UPDATE 1-US Boy Scouts hit with two new child sex-abuse lawsuits

* Scouts had secret list of suspected molesters-lawyers

* BSA says it now has strict safety policies

(Adds details on Oregon lawsuit)

CHICAGO/PORTLAND, Ore. Dec 4 (Reuters) - The Boy Scouts of

America knew for decades that it attracted pedophiles as

volunteers but failed to protect children or warn parents of the

risk, according to lawsuits filed against the youth organization

in Illinois and Oregon on Tuesday.

In the Illinois case, a former Boy Scout who says he was

sexually assaulted when he was 10 by his now-imprisoned former

troop leader cites as evidence recently released files the

organization secretly maintained on suspected molesters in its

ranks.

In the Oregon case, a former Eagle Scout who claims he was

molested by his troop leader when he was 11 says the group knew

there was a "institution-wide problem of Scout leaders sexually

abusing" children but that it "actively concealed the problem."

Kelly Clark, the attorney in the Oregon lawsuit, said the

two cases filed on Tuesday were "the same vintage" and reflected

the same basic failure by the group's leadership to warn parents

of the risks.

"By the mid 1960s the Boy Scouts knew everything they needed

to know to protect those kids and they weren't doing it," Clark

said. "Kids continued to get abused."

SCOUTS EXPRESS REGRET

The Illinois lawsuit claims the Scouts allowed Thomas

Hacker, a Scout leader barred from the group after a 1970s

felony sex abuse conviction in Indiana, to rejoin as a volunteer

in Illinois in the 1980s, where he went on to molest more boys,

including the plaintiff.

Hacker was arrested in 1988 and convicted in 1989 of the

aggravated sexual assault of a 11-year-old member of his troop

in the southwest suburbs of Chicago.

Now 75, Hacker is currently serving two concurrent 50-year

prison terms as a result of his conviction. His defense attorney

in the 1989 case called him "a classic pedophile - and sick

beyond that," according to a Chicago Tribune story at the time.

The Illinois lawsuit filed on Tuesday by a man identified

only as John Doe claims Hacker sexually assaulted him when he

was 10 years old after the disbarred Boy Scout leader and

convicted sexual molester was allowed to re-join the Scouts in

Illinois because no one ran a background check on him.

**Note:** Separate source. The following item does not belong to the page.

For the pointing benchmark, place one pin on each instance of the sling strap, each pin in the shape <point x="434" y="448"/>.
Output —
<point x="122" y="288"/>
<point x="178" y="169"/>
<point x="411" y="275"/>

In the Oregon suit, a former Scout identified as "Henry Doe"

alleges the Boy Scouts did not protect him from being repeatedly

sexually molested by a Scout troop leader.

The troop leader, identified as James J. Jones in the

lawsuit, molested the boy weekly for a year, or about 50 times,

the suit says. Jones fondled and had oral and anal sex with the

boy, some of it forced, the suit says. Jones threatened to kill

the boy if he resisted, the suit says.

In a statement, the Boy Scouts said, "we deeply regret that

there have been times when Scouts were abused, and for that we

are very sorry and extend our deepest sympathies to victims."

The Illinois suit draws on details unearthed this fall when

the Boy Scouts of America, one of the country's largest youth

organizations, was forced by an Oregon court to release internal

documents they kept on Scout leaders and volunteers who were

suspected sexual predators.

The files go back almost to the organization's founding in

1910 and were known as the "red files," the "perversion files"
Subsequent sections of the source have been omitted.